Leverage carbon-aware scheduling and FinOps with Karpenter for efficient GPU use.

Broader Ecosystem

Consider Triton for multi-framework support or BentoML for Python simplicity.

LLM-Specific Features

Handle hallucinations with post-processing; scale trillion-parameter models via cluster sharding.

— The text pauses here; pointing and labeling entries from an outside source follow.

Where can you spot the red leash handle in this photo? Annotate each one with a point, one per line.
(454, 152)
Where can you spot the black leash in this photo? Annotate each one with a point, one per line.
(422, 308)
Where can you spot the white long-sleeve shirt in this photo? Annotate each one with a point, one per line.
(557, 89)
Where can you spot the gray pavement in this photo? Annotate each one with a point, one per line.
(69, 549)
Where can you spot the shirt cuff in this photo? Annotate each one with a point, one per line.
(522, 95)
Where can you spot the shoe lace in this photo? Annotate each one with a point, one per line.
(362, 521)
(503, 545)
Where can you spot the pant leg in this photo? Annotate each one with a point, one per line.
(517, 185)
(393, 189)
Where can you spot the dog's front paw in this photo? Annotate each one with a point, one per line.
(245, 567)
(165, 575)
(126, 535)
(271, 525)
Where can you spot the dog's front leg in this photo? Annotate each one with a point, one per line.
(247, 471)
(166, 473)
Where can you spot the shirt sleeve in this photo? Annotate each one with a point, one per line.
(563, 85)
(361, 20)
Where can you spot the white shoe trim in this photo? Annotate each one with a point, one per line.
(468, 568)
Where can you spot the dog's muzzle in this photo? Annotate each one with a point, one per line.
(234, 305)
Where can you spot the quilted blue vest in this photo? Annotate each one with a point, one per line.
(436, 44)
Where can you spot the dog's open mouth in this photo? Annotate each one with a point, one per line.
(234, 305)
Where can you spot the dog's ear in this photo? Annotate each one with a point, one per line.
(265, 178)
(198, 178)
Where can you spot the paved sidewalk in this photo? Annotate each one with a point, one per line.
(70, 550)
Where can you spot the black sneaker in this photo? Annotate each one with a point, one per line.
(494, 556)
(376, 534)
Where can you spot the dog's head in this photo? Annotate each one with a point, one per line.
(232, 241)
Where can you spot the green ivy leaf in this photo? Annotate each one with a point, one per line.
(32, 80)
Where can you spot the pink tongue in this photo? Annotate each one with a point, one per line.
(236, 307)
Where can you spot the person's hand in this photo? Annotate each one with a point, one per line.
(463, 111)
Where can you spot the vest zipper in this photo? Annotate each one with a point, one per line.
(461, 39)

15.2.10 Real-World Considerations and Pitfalls

Based on 2025 community feedback, here are practical caveats:

  • Model Store & Governance: Treat models like software—implement versioning and scan for vulnerabilities to avoid security risks.
  • Tool Complexity Trade-offs: Ray Serve can feel overengineered for simple workloads; sometimes, plain containers with Kubernetes autoscaling suffice.
  • Cold Starts and Latency: In serverless setups like KServe, mitigate cold starts with minScale > 0 for critical services.
  • Hardware Dependencies: Ensure compatibility with newer GPUs (e.g., H200); test MIG/time-slicing thoroughly to avoid resource contention.
  • Maintenance Risks: For tools like TorchServe, monitor for unpatched vulnerabilities; migrate to active alternatives if needed.
  • Scalability Bottlenecks: In large fleets, network overhead in sharded models can spike—use topology-aware scheduling.

15.2.11 Conclusion

Self-managed inference on Kubernetes is a trade-off. You gain immense power and flexibility at the cost of operational responsibility. Key Takeaways:

  1. Start Simple: If your needs are basic, use KServe with pre-built runtimes.
  2. Graduate to Ray: When you need complex pipelines, LLMs, or fine-grained batching control, Ray Serve is the best choice.
  3. Use TorchServe as an Engine: It’s fantastic for squeezing every last drop of throughput from a PyTorch model, but consider its limited maintenance—opt for alternatives like Triton for new projects.
  4. Invest in Observability: Without Prometheus, Grafana, and DCGM, you are flying blind.
  5. Consider Stacking: For the best of both worlds, run Ray Serve inside KServe pods.
  6. Stay Updated: Leverage 2025 advancements like DRA and Gateway API for efficient, secure deployments; evaluate broader ecosystem tools like Triton or BentoML. The journey from managed services to DIY is one of progressive complexity. Take it one step at a time, and always ensure you have the operational maturity to support your architectural ambitions.